Green was indicted on 11 additional charges related to the subsequent traffic accident.
Those 11 charges included two third-degree-felony counts of OVI in violation of R.C.
4511.19(A)(1)(a) and R.C. 4511.19(A)(2), each with a repeat offender specification, six
second-degree-felony counts of aggravated vehicular assault in violation of R.C.

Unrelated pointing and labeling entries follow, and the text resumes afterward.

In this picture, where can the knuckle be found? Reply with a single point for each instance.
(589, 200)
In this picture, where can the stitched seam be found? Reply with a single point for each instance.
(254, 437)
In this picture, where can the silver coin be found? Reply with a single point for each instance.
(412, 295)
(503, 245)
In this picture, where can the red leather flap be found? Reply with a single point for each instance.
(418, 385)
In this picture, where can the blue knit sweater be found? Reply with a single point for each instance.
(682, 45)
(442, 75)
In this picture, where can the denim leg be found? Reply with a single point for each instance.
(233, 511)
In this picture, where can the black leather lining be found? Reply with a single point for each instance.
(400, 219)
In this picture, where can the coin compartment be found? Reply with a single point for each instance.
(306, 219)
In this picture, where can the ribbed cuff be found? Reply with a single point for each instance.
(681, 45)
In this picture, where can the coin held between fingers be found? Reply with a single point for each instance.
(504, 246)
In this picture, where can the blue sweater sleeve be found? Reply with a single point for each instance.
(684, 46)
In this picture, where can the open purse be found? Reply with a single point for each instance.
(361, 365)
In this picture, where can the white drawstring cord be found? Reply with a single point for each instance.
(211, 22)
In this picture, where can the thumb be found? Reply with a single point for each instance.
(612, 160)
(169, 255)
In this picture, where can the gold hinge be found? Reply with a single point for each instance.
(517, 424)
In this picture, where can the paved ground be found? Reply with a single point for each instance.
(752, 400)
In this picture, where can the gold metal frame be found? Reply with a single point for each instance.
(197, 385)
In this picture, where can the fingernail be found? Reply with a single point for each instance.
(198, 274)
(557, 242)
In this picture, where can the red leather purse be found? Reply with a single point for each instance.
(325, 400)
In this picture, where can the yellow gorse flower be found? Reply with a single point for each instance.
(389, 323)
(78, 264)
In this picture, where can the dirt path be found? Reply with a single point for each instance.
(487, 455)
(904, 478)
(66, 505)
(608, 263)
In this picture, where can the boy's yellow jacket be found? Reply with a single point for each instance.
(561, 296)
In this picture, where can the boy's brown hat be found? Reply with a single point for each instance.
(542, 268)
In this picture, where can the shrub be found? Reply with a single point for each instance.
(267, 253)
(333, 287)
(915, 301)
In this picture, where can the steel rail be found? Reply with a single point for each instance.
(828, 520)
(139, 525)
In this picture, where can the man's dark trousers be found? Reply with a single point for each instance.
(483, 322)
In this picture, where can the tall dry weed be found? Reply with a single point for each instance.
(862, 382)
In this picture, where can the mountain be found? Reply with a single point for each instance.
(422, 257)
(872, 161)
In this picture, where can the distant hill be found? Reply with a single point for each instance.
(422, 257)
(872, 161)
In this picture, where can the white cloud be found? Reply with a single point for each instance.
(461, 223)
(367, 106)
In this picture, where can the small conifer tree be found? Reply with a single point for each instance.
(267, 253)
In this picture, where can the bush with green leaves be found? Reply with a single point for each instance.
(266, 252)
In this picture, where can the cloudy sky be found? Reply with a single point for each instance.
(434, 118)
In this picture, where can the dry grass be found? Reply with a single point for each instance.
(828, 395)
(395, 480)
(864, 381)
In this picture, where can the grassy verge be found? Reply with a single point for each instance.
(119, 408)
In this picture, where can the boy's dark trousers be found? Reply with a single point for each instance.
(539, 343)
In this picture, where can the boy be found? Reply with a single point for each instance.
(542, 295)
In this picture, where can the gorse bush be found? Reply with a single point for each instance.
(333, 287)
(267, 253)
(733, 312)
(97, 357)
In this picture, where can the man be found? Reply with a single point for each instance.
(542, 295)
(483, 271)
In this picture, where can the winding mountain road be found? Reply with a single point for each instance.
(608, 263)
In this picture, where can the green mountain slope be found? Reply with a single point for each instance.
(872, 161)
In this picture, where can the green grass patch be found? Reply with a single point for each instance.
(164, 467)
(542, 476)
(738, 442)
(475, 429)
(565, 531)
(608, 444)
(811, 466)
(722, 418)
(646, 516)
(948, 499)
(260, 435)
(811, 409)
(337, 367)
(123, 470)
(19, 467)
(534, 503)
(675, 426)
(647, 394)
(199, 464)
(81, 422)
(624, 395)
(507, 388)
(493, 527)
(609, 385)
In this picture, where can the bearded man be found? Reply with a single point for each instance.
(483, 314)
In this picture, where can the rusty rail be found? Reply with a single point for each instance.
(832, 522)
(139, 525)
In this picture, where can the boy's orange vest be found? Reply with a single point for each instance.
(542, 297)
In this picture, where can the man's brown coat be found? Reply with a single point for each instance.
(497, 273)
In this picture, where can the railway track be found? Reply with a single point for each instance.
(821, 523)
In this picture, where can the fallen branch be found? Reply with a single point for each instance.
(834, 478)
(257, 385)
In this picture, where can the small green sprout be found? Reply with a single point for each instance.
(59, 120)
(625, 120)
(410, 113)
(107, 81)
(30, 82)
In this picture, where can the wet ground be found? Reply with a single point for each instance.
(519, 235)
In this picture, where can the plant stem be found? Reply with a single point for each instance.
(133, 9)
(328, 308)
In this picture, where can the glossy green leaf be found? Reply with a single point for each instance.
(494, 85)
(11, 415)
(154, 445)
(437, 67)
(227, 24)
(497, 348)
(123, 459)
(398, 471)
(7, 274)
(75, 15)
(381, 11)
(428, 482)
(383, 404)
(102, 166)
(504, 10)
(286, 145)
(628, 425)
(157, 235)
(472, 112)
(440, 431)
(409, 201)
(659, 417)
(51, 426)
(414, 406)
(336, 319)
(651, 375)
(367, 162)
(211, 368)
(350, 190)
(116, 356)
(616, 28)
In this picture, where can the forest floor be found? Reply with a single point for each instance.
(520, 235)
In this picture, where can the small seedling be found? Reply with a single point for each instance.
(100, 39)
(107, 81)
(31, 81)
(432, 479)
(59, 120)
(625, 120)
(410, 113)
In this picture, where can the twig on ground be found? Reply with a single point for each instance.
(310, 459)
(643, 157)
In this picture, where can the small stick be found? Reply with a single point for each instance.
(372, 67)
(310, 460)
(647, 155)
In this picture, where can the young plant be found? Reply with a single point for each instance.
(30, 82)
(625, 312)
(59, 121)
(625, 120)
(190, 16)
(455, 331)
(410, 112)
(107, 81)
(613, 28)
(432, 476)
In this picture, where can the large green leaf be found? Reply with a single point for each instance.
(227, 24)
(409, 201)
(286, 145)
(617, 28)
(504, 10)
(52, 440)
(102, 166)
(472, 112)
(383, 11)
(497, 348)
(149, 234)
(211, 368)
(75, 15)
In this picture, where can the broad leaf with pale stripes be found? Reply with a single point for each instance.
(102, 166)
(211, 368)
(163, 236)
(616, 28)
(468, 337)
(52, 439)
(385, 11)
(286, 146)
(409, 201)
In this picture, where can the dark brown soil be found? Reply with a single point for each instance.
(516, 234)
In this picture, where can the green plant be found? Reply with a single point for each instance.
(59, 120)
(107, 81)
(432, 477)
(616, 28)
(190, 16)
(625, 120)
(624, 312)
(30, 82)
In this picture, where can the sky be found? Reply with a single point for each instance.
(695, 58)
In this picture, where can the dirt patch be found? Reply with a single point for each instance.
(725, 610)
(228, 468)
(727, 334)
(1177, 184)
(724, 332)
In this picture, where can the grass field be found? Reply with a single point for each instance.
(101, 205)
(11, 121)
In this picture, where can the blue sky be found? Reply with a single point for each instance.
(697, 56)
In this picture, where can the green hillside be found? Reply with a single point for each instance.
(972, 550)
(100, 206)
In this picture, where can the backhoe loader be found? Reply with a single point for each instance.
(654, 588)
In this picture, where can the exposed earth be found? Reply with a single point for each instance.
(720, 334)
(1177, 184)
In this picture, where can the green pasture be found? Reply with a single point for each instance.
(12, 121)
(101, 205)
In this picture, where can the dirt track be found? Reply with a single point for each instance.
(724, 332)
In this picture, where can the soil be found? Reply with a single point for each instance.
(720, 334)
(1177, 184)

2903.08(A)(1)(a), and three third-degree-felony counts of vehicular assault in violation of
R.C. 2903.08(A)(2).
{¶ 7} On December 20, 2019, Green entered into a plea agreement with the State
whereby he agreed to plead guilty to one of the OVI counts with a repeat offender
specification; one of the aggravated vehicular assault counts, and two of the vehicular
assault counts. In exchange for his guilty plea, the State agreed to dismiss the remaining
charges and specifications and to recommend a presentence investigation (“PSI”). The
State also agreed to recommend a total term of 19 years in prison if the PSI did not reveal
any unknown information regarding Green’s criminal history. The State further agreed
to remove language from the vehicular assault charges stating that he was driving under
suspension during the offenses, which ultimately amended the vehicular assault counts
from third- to fourth-degree felonies. See R.C. 2903.08(C)(2).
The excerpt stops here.